HR will also have an important role, as data does not only come from users, but from other staff members as well.
The UK’s Information Commissioner’s Office (ICO) has kindly prepared a guide for companies who are getting ready for the May deadline here.
Continue reading to learn how it could affect Egyptians.
How are giant internet companies Facebook and Google handling the change?
As companies who handle some of the world’s largest personal data databases, Google and Facebook have been public with their compliance of the new EU regulation.
Facebook has already created multiple pages on their website to provide information on how it is complying to the GDPR.
“Data protection is central to the Facebook companies” states Facebook in its GDPR page.
Facebook has already been revamping its security efforts for years, so it’s no surprise they are already ahead of the compliance requirements of the GDPR.
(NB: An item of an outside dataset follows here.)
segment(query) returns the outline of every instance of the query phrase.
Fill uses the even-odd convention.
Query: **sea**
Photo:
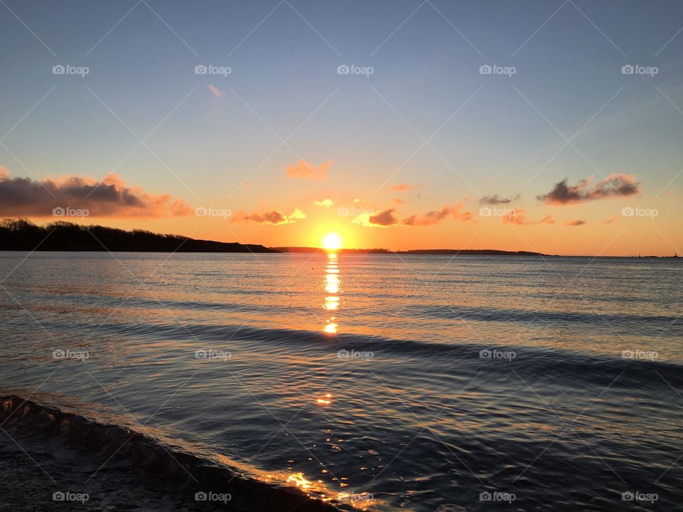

The company, along with its other Facebook companies such as Instagram and WhatsApp, sees itself as a both a controller and a processor. (Although they do state that in most cases they are controllers.)
For advertisers on the platforms, the company will act as a controller. Brands that use their platforms will be responsible for ensuring they are complying with the GDPR.
Facebook has also been offering tools for users who wish to use their right to access. Users can download all the data that the company has on them, as well as correct any data they believe is incorrect.
In order to protect people’s and business’s data, Google stated that “We proactively ask third parties to review our product controls against international standards…– so you know your business’s data is handled responsibly.”
They have also stated that they are updating their agreements to “reflect the obligations of controllers and processors and offer data-processing agreements where required in time for May 2018…”
They’ve also created a PDF explaining more about their commitment to complying to the GDPR.
So, how does it affect us all the way here?
Although the GDPR is an European regulation, its effects can be felt globally. Anyone that handles EU businesses’, resident’s or even citizen’s data must comply with the regulation.
For Egyptian companies, it is important to decide whether you are doing/will have business within the EU region. Companies that simply have a website that can be opened within the EU, or are advertising online, may already be subject to the GDPR.
To clarify, if you collect any type of data from someone who is at the time of collection within EU borders, you will be subject to the GDPR requirements. If the EU citizen is outside of EU borders, then you’ll be ok.
Marketing surveys, or any survey, is applicable under the GDPR.
Generic marketing does not. Websites that are from countries outside the EU, and are not directly targeting EU citizens or businesses, are not subject to the GDPR, even if opened by EU residents.
However, if the website is in/has the language of the targeted user, have references to EU users and/or have a domain suffix such as .nl (Netherlands) or .fr (France) will be under the GDPR eye.
Companies that work in the hospitality, travel, e-commerce and software services should check their online marketing efforts in case.
Usually, we enjoy a certain level of flexibility as we are far away from the EU, but the EU-EGYPT PARTNERSHIP PRIORITIES 2017-2020 does state in part two of the ‘Egypt’s Sustainable Modern Economy and Social Development’ section, that the EU and Egypt have a “have a shared interest in reinforcing cooperation in foreign policy at the bilateral, regional and international levels.”
This could mean that Egyptian companies could be liable to the GDPR through this agreement, or that the Egyptian government may allow the fines that GDPR regulators may want to implement due to the agreement.
Either way, the GDPR is setting a precedent for countries around the world in data security and protection methods.
It is likely that we can see countries start to adopt this type of regulations/laws in many countries, although maybe not as soon for Egypt, and it will change how companies all over the world do business.